Жюльен быстро обернулся и, потрясённый этим полным участия взглядом, забыл на миг о своём смущении; он смотрел на неё, изумлённый её красотой, и вдруг забыл всё на свете, забыл даже, зачем он пришёл сюда. Г-жа де Реналь повторила свой вопрос.
— Я пришёл сюда потому, что я должен здесь быть воспитателем, сударыня, — наконец вымолвил он, весь вспыхнув от стыда за свои слёзы и стараясь незаметно вытереть их.

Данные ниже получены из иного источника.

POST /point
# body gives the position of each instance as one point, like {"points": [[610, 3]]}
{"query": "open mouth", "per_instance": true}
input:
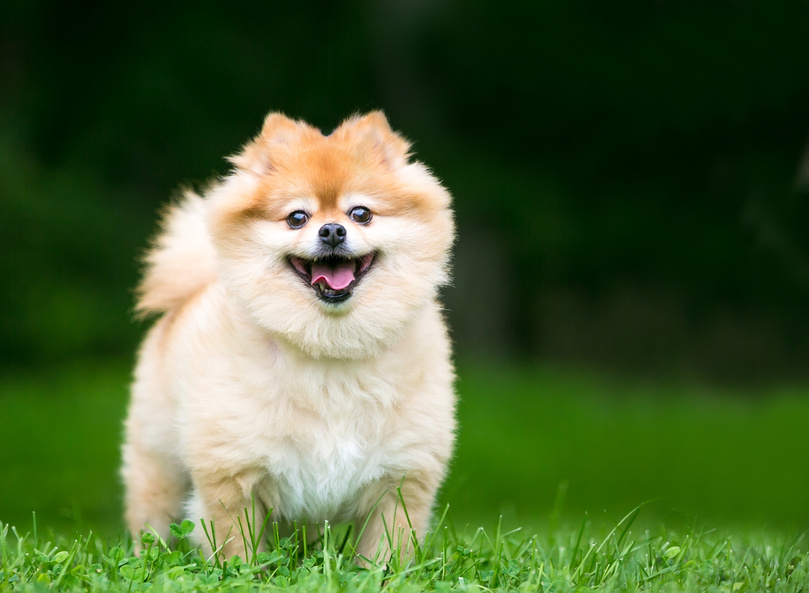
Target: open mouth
{"points": [[333, 277]]}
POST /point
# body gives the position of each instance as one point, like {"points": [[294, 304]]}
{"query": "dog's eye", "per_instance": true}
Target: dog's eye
{"points": [[297, 219], [360, 214]]}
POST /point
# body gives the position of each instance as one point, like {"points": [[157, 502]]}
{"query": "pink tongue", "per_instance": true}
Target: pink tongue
{"points": [[337, 277]]}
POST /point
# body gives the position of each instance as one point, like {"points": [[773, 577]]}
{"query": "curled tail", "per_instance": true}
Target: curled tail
{"points": [[181, 261]]}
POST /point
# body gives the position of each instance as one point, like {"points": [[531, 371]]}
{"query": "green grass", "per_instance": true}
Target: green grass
{"points": [[589, 558], [561, 454], [704, 455]]}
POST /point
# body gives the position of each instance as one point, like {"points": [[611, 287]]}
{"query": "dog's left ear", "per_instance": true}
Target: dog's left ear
{"points": [[372, 133], [277, 134]]}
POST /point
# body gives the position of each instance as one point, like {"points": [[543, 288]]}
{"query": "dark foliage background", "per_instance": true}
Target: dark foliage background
{"points": [[629, 176]]}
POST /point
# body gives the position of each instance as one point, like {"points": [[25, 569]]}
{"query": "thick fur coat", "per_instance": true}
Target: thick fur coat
{"points": [[300, 359]]}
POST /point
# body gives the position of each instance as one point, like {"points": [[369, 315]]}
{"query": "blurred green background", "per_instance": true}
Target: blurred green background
{"points": [[632, 269]]}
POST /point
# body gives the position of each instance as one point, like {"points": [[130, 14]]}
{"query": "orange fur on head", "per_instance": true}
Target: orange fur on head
{"points": [[302, 360]]}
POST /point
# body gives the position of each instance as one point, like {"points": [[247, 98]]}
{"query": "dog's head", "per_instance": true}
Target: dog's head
{"points": [[333, 242]]}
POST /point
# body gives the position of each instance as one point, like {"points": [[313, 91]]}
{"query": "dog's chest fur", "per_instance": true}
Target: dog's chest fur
{"points": [[320, 479], [326, 444]]}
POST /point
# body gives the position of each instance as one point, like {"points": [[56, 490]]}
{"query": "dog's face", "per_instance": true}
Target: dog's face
{"points": [[332, 243]]}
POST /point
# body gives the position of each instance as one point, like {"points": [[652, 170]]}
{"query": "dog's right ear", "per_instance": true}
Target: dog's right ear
{"points": [[277, 132]]}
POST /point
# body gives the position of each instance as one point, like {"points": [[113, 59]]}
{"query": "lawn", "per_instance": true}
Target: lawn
{"points": [[564, 456]]}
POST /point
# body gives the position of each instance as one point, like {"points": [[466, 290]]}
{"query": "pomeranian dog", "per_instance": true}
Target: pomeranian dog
{"points": [[300, 364]]}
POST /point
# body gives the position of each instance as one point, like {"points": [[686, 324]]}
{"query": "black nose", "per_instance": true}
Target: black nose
{"points": [[332, 234]]}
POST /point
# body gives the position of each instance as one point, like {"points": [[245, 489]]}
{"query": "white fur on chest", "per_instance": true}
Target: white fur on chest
{"points": [[321, 479]]}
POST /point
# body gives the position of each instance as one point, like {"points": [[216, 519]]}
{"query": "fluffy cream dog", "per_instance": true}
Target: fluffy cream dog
{"points": [[300, 359]]}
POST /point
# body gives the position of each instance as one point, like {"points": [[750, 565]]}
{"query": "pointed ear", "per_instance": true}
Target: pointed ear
{"points": [[278, 128], [257, 156], [373, 133]]}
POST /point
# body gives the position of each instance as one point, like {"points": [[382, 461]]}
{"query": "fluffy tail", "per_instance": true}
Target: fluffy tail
{"points": [[181, 260]]}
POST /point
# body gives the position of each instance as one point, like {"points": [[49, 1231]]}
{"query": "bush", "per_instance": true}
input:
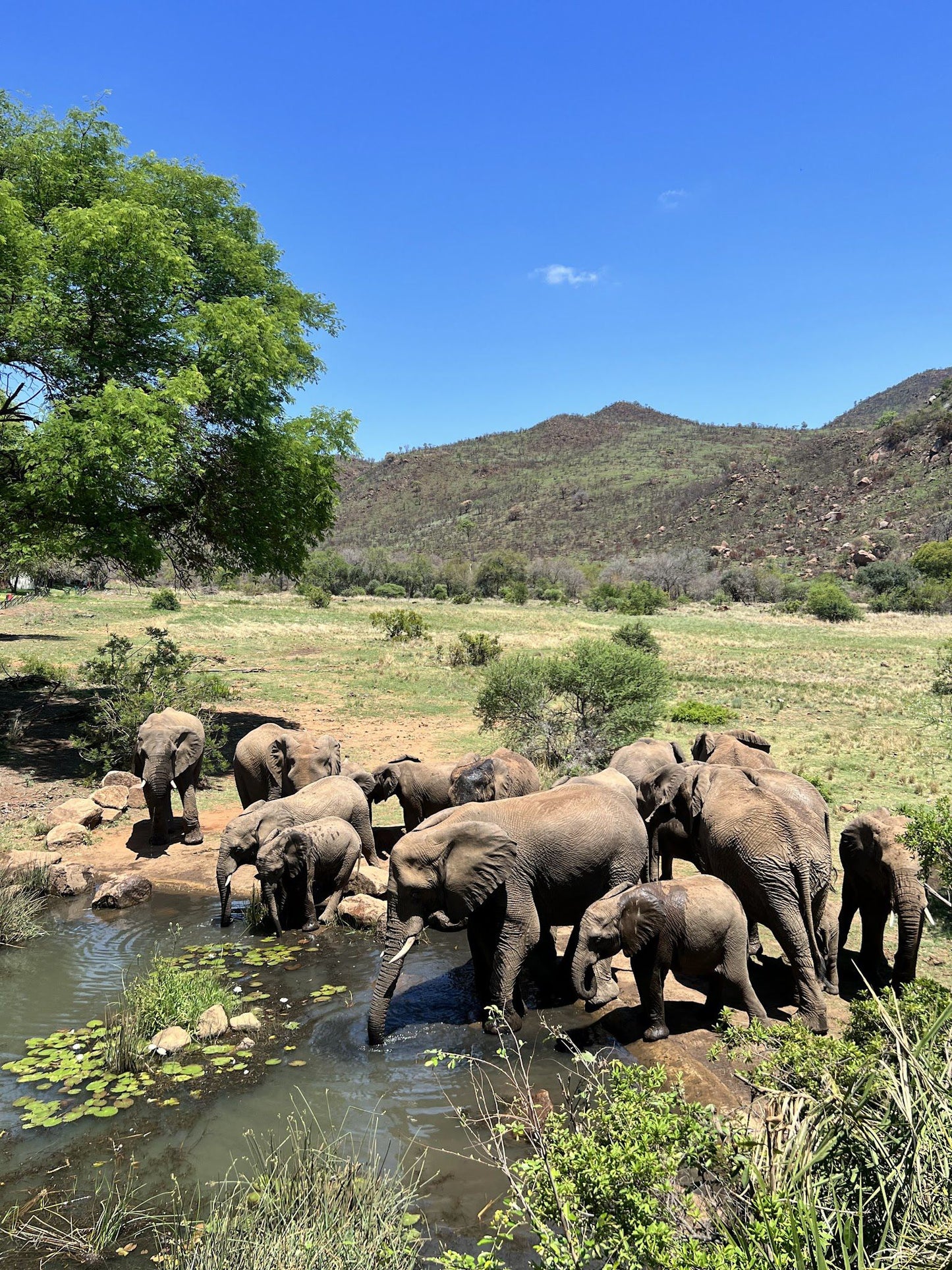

Госпожа де Реналь от удивления не могла выговорить ни слова; они стояли совсем рядом и глядели друг на друга. Жюльену ещё никогда в жизни не приходилось видеть такого нарядного существа, а ещё удивительнее было то, что эта женщина с белоснежным лицом говорила с ним таким ласковым голосом. Г-жа де Реналь смотрела на крупные слёзы, катившиеся по этим сначала ужасно бледным, а теперь вдруг ярко зардевшимся щекам крестьянского мальчика. И вдруг она расхохоталась безудержно и весело, совсем как девчонка. Она покатывалась со смеху над самой собой и просто опомниться не могла от счастья. Как! Так вот он каков, этот гувернёр! А она-то представляла себе грязного неряху-попа, который будет орать на её детей и сечь их розгами.
— Как, сударь, — промолвила она наконец, — вы знаете латынь?